Students are first westerners in living memory to visit the small village of Shi-men


Lindsey Amparo,Writer
Long Island University,

Global student group in ChinaBrooklyn, N.Y. -- A group of LIU Global students recently learned firsthand about local governance in the world’s most populous country. Government and Communist party officials in the village of Shi-Men hosted the students, teaching them about the various leadership roles in the village and county and leading a tour of the village’s most important sites. Shi-Men is a village of 670 people located in the county of Chun-An, and the LIU Global students were its first non-Chinese visitors in living memory.
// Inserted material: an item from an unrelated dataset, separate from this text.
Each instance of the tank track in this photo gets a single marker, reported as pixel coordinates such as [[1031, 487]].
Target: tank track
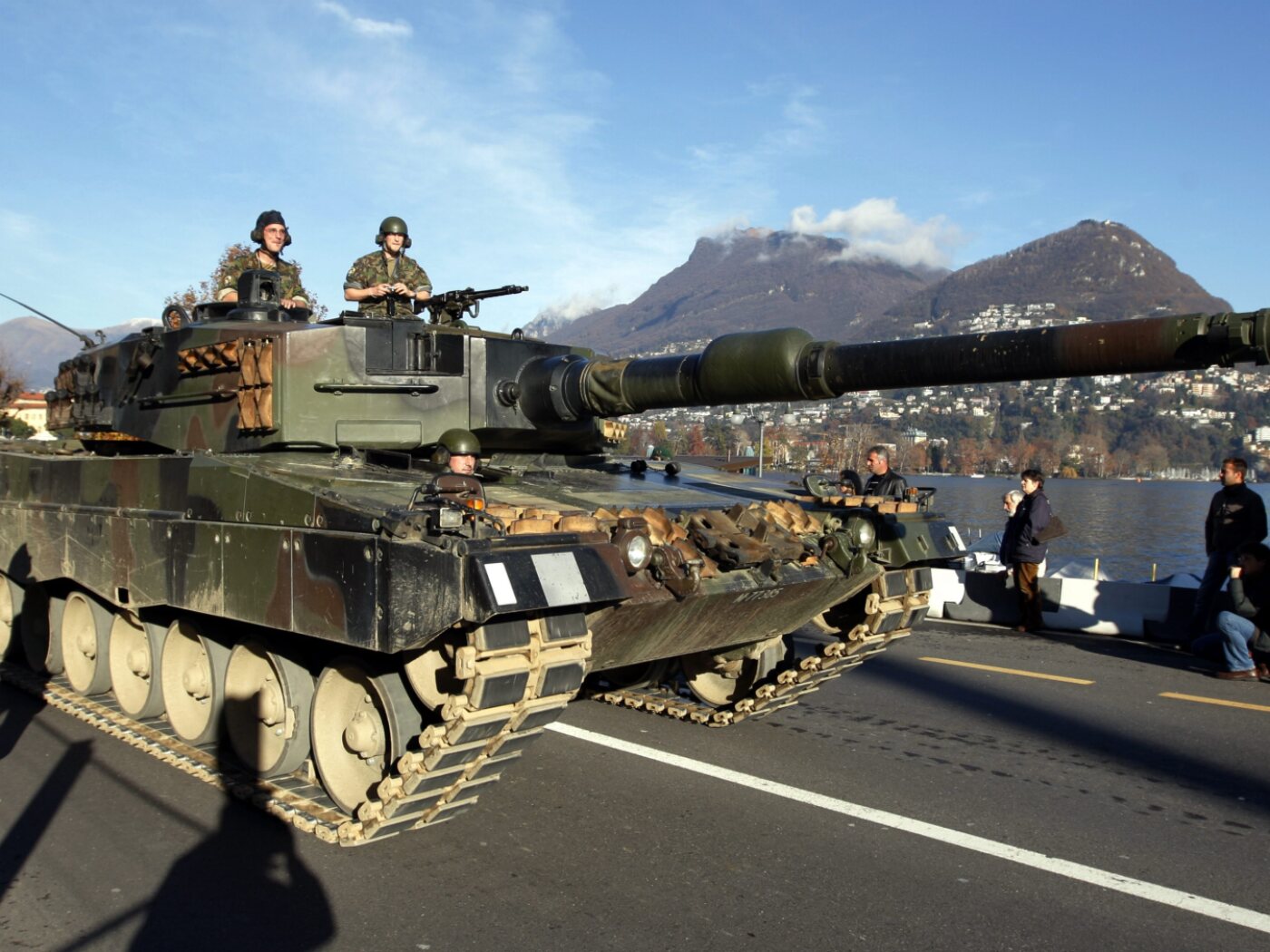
[[796, 676], [437, 778]]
Global students while in ChinaEleven LIU Global students undertook a long journey into the mountains together with their professor of modern Chinese history and other LIU staff. Their professor, Dr. Liu Wei, has taught for LIU Global for 18 years and is also a professor at Zhejiang University (one of five “Chinese Ivies”). Two county-level officials went with the group, thus making possible a visit to an area not seen by outsiders for at least a generation.

“Chinese government policies have been favoring urbanization and letting the countryside fade away,” recalled student Katy Giguere. “When you walk through Shi-men, most of the people are over 60 or under the age of seven. The school-aged children are at boarding schools, the working-aged parents have gone into the city to work and send back money.”

Shi-Men’s party secretary hosted the students to a lunch of locally grown food, which included fish and frog caught in local streams, bamboo shoots, cabbage, and tofu. After lunch and a discussion of local governance, the party secretary and Professor Liu led the group on a tour of the village, including the 300-year-old village hall and a traditional house that has been in use continuously for several hundred years. Students also visited small tea plantations and a religious shrine.

Global studies major Lewis Bailey noted, "People produce their own food, have clean water, and seem to have happy lives, but because of the slow developing economy, Shi-Men appears to be stuck somewhere in the past.”